Dromokaiteio Psychiatric Hospital in Athens is also overcrowded, with admissions up 12.3 percent in 2017 and staff members regularly staging strikes denouncing the conditions. And at Dafni, the Attica Psychiatric Hospital, which takes only very serious cases, “the impact of the economic crisis is reflected in the admissions,” said the director, Spiridoula Kalantzi, citing a 9.6 percent increase in 2017.
The Council of Europe report noted that “unemployed persons, bankrupt businessmen, or parents who have no means of taking care of or feeding their children” were among new admissions to psychiatric units, most age 40 and older with no previous signs of mental illness.

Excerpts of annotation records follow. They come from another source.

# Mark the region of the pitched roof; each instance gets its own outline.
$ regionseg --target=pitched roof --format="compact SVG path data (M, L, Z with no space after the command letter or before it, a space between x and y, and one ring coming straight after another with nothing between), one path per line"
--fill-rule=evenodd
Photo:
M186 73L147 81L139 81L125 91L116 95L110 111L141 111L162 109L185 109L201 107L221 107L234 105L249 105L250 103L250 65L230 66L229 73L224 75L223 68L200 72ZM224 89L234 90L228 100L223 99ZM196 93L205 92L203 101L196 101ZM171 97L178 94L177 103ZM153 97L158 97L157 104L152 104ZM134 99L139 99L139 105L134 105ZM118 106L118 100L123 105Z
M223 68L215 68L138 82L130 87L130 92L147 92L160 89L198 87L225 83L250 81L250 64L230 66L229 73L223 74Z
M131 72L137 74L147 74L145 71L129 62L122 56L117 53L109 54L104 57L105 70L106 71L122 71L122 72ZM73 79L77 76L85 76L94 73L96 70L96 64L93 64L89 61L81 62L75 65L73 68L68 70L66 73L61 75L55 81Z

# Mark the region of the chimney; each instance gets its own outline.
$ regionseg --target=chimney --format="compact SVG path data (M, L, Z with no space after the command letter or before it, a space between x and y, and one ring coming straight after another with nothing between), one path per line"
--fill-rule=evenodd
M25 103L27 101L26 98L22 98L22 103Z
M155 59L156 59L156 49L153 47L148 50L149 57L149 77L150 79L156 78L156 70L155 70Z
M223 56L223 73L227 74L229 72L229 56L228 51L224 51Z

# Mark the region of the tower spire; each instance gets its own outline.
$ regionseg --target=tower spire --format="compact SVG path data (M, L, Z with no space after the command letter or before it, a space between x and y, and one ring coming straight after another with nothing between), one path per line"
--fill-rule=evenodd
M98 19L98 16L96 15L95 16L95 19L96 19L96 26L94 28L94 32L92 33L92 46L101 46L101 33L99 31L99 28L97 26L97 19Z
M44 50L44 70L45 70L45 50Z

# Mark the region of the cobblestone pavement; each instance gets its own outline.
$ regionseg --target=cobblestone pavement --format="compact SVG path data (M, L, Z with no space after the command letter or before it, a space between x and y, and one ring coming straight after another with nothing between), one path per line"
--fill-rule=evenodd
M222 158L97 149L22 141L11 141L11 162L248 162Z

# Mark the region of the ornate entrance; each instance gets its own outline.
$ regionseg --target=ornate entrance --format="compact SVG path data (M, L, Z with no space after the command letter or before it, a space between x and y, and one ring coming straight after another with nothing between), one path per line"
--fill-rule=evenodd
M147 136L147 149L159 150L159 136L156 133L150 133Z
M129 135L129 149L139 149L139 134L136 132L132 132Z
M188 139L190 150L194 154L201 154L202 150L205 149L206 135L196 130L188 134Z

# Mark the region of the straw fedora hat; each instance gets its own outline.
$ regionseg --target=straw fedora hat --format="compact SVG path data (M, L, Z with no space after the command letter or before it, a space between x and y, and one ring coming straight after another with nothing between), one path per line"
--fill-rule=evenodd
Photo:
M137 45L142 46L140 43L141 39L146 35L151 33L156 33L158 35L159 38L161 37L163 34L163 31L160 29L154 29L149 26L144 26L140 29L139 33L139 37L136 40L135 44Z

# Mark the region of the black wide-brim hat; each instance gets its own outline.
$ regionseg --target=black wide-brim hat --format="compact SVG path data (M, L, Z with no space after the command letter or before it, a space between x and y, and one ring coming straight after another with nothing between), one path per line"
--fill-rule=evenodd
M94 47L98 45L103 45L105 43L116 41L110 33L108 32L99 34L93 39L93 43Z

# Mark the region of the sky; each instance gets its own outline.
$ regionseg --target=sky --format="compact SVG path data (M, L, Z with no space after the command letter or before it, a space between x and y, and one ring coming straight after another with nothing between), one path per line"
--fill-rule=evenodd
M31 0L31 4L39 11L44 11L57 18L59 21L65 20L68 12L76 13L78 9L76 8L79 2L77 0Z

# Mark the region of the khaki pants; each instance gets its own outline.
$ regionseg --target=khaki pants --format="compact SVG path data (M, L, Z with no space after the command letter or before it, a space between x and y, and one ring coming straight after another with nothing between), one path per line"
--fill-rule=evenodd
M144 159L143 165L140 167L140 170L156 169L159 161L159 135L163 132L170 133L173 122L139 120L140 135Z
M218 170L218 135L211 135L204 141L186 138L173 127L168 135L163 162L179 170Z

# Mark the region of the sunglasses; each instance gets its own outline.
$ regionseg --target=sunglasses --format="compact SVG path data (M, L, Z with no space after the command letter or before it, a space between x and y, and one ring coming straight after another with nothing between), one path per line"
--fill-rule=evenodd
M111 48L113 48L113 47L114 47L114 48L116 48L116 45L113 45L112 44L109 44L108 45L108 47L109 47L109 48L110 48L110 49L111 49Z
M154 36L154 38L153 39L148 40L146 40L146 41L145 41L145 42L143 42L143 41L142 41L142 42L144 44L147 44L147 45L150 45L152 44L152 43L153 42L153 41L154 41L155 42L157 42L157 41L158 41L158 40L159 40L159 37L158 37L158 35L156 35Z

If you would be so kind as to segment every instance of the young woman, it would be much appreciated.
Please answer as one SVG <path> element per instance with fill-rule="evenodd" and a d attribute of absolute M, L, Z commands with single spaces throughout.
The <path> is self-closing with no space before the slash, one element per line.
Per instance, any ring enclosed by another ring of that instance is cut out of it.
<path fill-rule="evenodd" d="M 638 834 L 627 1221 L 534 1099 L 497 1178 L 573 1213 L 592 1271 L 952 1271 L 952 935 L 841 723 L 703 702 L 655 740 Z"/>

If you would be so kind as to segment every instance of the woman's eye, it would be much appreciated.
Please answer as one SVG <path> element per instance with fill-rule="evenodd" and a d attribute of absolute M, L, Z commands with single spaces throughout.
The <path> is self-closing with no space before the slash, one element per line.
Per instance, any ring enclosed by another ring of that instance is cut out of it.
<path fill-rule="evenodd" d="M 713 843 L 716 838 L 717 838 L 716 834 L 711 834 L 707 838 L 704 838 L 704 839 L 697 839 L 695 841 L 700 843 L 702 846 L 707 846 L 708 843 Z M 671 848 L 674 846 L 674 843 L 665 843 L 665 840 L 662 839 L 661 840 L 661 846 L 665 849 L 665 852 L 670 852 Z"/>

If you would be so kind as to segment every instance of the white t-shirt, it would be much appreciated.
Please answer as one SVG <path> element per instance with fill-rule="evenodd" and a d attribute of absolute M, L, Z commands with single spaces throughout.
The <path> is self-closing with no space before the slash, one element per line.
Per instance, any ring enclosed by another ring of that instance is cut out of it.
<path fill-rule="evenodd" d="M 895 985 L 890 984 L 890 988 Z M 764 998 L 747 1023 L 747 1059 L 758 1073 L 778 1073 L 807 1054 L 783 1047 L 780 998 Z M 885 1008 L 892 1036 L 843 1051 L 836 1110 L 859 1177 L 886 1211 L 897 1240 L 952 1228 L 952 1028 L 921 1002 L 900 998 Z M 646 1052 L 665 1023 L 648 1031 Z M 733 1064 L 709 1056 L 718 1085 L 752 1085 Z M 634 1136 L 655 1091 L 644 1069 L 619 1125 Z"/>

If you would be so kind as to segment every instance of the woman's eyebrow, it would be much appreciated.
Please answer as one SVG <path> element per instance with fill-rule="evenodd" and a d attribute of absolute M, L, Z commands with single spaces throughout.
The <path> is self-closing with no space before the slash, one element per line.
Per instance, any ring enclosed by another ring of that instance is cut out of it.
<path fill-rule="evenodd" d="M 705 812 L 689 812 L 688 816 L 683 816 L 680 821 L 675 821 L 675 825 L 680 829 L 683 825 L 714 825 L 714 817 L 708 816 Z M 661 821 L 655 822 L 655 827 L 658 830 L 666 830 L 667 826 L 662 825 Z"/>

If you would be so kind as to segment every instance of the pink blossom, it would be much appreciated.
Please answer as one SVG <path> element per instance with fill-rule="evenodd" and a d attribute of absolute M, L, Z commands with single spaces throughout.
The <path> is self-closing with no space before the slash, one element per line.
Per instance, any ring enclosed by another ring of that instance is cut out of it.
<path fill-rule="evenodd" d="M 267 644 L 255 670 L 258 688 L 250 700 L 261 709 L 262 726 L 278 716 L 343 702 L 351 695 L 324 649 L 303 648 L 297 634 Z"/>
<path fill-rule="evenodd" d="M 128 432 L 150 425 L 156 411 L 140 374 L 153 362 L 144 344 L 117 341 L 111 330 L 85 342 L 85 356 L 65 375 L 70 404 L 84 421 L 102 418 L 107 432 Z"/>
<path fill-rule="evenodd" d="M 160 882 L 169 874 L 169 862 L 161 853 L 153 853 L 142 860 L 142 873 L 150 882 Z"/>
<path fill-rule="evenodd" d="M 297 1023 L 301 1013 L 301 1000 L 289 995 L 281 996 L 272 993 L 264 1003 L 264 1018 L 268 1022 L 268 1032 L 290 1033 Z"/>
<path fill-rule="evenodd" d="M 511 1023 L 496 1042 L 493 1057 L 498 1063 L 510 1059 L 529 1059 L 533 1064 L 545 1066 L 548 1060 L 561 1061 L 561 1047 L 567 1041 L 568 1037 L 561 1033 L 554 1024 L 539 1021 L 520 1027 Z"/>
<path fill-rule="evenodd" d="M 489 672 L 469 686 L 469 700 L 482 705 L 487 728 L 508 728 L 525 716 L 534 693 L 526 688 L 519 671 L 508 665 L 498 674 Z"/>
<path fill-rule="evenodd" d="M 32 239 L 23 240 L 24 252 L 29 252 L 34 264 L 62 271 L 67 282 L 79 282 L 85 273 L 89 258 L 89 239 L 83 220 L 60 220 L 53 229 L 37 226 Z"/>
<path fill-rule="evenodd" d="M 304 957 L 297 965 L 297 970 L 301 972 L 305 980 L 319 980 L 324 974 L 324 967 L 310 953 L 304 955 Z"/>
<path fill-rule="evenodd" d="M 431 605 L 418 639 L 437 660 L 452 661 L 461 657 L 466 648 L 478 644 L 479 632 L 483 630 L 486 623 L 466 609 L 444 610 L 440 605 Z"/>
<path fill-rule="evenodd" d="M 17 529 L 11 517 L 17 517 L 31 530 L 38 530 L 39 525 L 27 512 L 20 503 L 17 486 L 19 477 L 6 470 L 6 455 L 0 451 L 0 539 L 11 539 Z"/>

The Health Ministry ran a pilot program at hospitals in Athens last year aimed at ensuring all areas of the capital have at least one psychiatric hospital or clinic operating as a walk-in centre at any given time, helping admissions to “stabilize” at Dafni and Dromokaiteio last year. Three new clinics opened in Greek hospitals in 2018, the ministry said, and there are plans for 16 more.
In the meantime, much of the burden falls to Greece’s three main psychiatric hospitals — Dafni, Dromokaiteio, and the Psychiatric Hospital of Thessaloniki — which in addition to providing health care fills the void left by cuts to social services.
“Apart from the psychiatric cases, we have social cases, too,” said Dr. Nektarios Drakonakis of Dafni. “People come, they say, ‘I don’t have a home, I don’t have papers, I don’t have relatives, I don’t have anywhere to go.’”
A 2016 law providing free access to health care for uninsured patients has been an invaluable safety net, said Ms. Kalantzi, the Dafni director.
“When the delirium begins, many lose control of their finances, and then lose their insurance,” she said.
But the spike in demand for psychological and psychiatric help coincided with dwindling staff levels and slashed budgets. Annual state spending on mental health was halved over 2011 and 2012, and it has been trimmed further each year since then. Austerity measures required hiring freezes, even as hundreds of workers retired.
Even if the Greek government manages to address weaknesses in the health care system, health experts note that the main reasons behind the mental health crisis are very much alive.
“As long as there is unemployment, insecurity and debt, the products of the financial crisis, this problem will not go away,” said Dr. Sioras, the union leader. “I fear it will get worse.”